By Laura Ndubuisi-Kanu
FAMOUS words from classic movie High School Musical, and often what most children look forward to when term time is over. This time, school is out not because it is summertime or even half-term, but due to the global coronavirus pandemic, COVID-19, which has changed how millions of students are educated across the globe.
The United Nations’ educational body, UNESCO, estimates 188 countries have now implemented nationwide closures affecting about 90 percent of the world’s student population. What does this all mean for the education sector? This article highlights some of the impact of the coronavirus pandemic on key stakeholders in education, looking at the implications of these closures and offers some solutions on how to embrace this new way of learning.
Students: From pre-school to university, school buildings are shut affecting the daily routine of many learners. Many schools have adopted online learning programmes to decrease the disruption this will have on students. The impact of this disruption will be felt at a larger scale with early years and younger students where parents have now largely taken on the role of teachers. At higher education level self-study may be easier to get on with. Notwithstanding, there are societal issues that come into play such as student debt, mental health and the lack of social interaction which is highly important for a child’s cognitive development. The pandemic will also further highlight the digital divide that exists within many communities as limited access to technology or reliable internet connection can prevent students in rural areas and deprived families from continued learning.
Teachers: The current transition towards digital learning greatly impacts the nature of the teaching profession and pedagogy practices. Teachers and educators are often used to sharing knowledge in classroom settings where you can observe a child’s responsiveness and understanding. Though online learning has its advantages such as access to more information beyond the classroom, this poses difficulties for teachers in terms of child observation. It also blurs the distinction between knowledge acquired at school and at home.
Teachers must reconsider all their methodologies and make sure the most useful message is being sent across in online classrooms that inspire students and parents through these times.
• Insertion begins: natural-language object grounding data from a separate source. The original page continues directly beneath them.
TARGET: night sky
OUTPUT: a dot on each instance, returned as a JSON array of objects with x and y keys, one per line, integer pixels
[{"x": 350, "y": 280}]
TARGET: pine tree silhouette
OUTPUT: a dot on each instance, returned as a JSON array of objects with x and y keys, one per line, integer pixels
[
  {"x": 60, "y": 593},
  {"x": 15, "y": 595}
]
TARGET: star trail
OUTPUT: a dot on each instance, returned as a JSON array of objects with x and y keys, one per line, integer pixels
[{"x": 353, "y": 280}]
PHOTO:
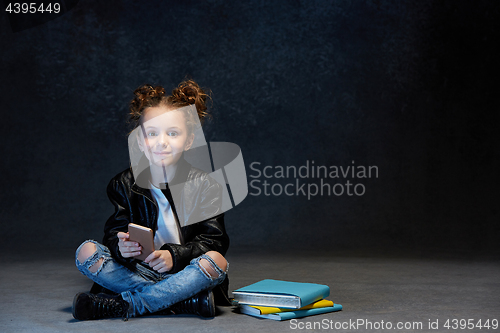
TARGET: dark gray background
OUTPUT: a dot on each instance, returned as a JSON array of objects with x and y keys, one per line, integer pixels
[{"x": 407, "y": 86}]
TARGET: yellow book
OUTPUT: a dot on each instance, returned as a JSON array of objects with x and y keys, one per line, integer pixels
[{"x": 262, "y": 310}]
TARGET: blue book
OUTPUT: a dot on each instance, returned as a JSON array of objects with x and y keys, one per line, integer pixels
[
  {"x": 294, "y": 314},
  {"x": 281, "y": 294}
]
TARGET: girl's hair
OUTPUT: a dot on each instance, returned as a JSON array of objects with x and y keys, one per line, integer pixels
[{"x": 187, "y": 93}]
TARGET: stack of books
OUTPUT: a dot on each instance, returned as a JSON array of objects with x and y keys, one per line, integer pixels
[{"x": 283, "y": 300}]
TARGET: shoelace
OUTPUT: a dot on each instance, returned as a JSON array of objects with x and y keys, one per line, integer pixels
[{"x": 108, "y": 308}]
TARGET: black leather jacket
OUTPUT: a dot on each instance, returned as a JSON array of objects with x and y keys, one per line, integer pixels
[{"x": 134, "y": 204}]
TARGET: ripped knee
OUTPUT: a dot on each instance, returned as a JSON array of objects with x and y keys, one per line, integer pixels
[
  {"x": 86, "y": 251},
  {"x": 219, "y": 261}
]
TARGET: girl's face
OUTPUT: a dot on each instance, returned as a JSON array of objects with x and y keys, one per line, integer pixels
[{"x": 164, "y": 135}]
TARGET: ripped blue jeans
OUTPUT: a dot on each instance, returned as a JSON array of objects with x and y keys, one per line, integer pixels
[{"x": 146, "y": 290}]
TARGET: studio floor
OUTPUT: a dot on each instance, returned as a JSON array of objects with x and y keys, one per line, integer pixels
[{"x": 37, "y": 292}]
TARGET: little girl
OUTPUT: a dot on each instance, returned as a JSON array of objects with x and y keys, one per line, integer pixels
[{"x": 187, "y": 272}]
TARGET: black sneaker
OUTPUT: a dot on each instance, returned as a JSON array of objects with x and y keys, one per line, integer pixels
[
  {"x": 201, "y": 304},
  {"x": 87, "y": 306}
]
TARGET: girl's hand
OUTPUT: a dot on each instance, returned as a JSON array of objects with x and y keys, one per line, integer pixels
[
  {"x": 160, "y": 261},
  {"x": 127, "y": 248}
]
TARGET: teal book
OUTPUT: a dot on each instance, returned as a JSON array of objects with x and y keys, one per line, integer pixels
[
  {"x": 295, "y": 314},
  {"x": 281, "y": 294}
]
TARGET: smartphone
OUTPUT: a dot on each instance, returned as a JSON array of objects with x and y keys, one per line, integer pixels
[{"x": 143, "y": 236}]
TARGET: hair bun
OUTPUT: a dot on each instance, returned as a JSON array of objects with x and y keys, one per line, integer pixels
[{"x": 189, "y": 92}]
This necessitates openness towards being trained in the use of new teaching and assessment practices.
Private school owners and management: As the world continues to navigate these unprecedented times and challenges, financial management and discipline are even more crucial. This is a time to reassess your school’s strategy and branding, ensuring it is in a position to succeed even though your physical building is temporarily shut. Creating value to parents through effective learning management systems, extracurricular activities and frequent communication will be key to staying on top of the industry this period.
This is a time to review expenses and brainstorm ways to ensure the school is moving along with the digital times if it was not before. Public-private partnerships and cross-industry coalitions formed around a common educational goal are avenues to consider in these times. Digital safety procedures and policies must also be created and implemented now learning is held primarily online.
The new normal: Digital learning will increasingly impact the way we learn and teach. How can we make the most of these times? For parents with younger children, try sticking to a routine. This will balance work as well as your children’s schedule and help in keeping the effects of a change in schedule low as much as possible. For students, open-mindedness and using this opportunity to balance school and hobbies is a great time to use this period for.
Teachers would need to forget the traditional ways of learning and look at how to keep students engaged during these times. It is highly likely that the future of education will no longer be strictly face-to-face but a blend of platforms, including online. Additionally, peer-to-peer learning will become a vital element of education, as it represents the way students transfer the knowledge they have acquired when they go out into the world.
The presence of coronavirus has brought several considerations to light and when all of this is over, nothing is likely to stay the same, including education and the school system. The practices incorporated during the pandemic period will map a new path for the future and we should not be caught unaware.